A brother of model and TV presenter Glenda Gilson was today given a six-year road ban and a €3,000 fine following a dangerous drug driving incident.
Judge Ann Watkin also imposed a three-month suspended sentence on Damien Gilson (aged 35) who was found guilty of driving under the influence of cannabis, on September 8, 2010.
Gilson had been tailgating and dangerously overtaking other cars in Dublin before gardaí stopped him and found a half-smoked cannabis joint in the '08-reg Land Rover Discovery he had been driving, along with more cannabis stashed in one of his socks.
Judge Watkin said Gilson had prior criminal convictions for assault and careless driving, had lied in court and showed no remorse.
She said he was lucky not to be going to jail because of his aggressive driving as she imposed the sentence which was suspended on condition he keeps the peace for one year.
The fine must be paid within two years or else he will be jailed for 28 days.
The judge also directed that Gilson was to be on supervised probation for two years. She said he must not take any illegal drugs and can only drink alcohol when “permitted in writing by the Probation Service”.
The judge also made an order that he cannot be alone in a car while he is under probation supervision. “If the driver gets out of the car you get out,” she warned him as she finalised the case at Dublin District Court.
He had been convicted earlier of driving under the influence of cannabis at Diswellstown Road, in north Dublin, and dangerous driving at the Phoenix Park, on September 8, 2010.
Gilson, whose car sales business has gone into liquidation, had also been found guilty of three further charges for unlawful possession of cannabis on the same date.
At the sentence hearing, defence counsel Oisín Clarke said Gilson had been using cannabis to cope with stress due to the collapse of his motor sales business.
He no longer uses the drug, is not a drinker, and a road ban would harm his chances of finding employment, the barrister said.
He asked the judge to note that Gilson is apologetic; he had complied with an order to get help for his anger-management problem and was grateful to the court for making that direction.
Witness Tim McNulty had told Judge Watkin earlier that he first saw Gilson driving in Dublin city-centre.
He claimed that he “received a blast from a horn” and looked in his rear view mirror to see Gilson “shouting at me”. He said Gilson later tried to move into another lane and gave “another blast of his horn”.
Mr McNulty continued driving along the quays and he could see the Land Rover “accelerating hard and changing lanes aggressively”.

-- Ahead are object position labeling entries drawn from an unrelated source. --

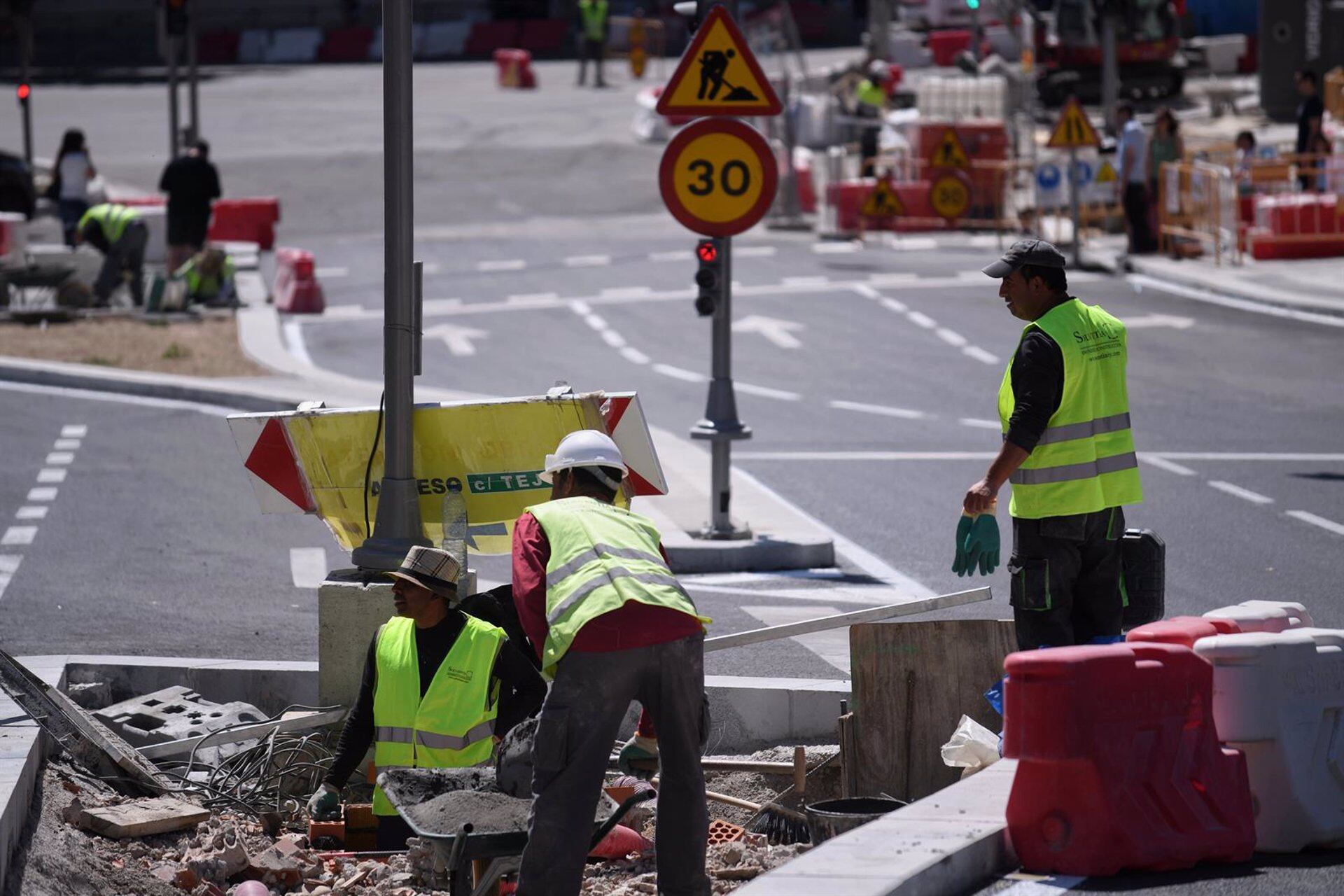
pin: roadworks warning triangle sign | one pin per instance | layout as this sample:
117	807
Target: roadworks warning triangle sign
1073	131
951	152
718	76
883	202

He drove through Phoenix Park and could see Gilson overtaking two cars when there was a continuous white lane and on-coming vehicles were forced onto a hard shoulder to avoid a collision.
Mr McNulty had been travelling at 50kph, the maximum speed limit in the park; he believed Gilson was going faster and called the gardaí to report his dangerous driving.
Garda Paul Doona told Judge Watkin that he saw Gilson clip a roundabout after he left Phoenix Park and then pulled him over.
“I observed his eyes were blood-shot, his eyes were glazed and his speech was hesitant,” he said, adding there was a smell of cannabis coming from inside the Land Rover.
Gilson handed him a packet of cigarettes which contained a “half smoked rolled joint of cannabis”. He said Gilson called told him “you are a f***ing b****cks” before he was handcuffed and brought to Blanchardstown Garda station.
He was searched at the station and a small bag containing cannabis resin and cannabis herb was hidden in his left sock. A urine sample taken from Gilson, who has an address at Raglan Road, in Dublin, showed he had been under the influence of cannabis, the court heard.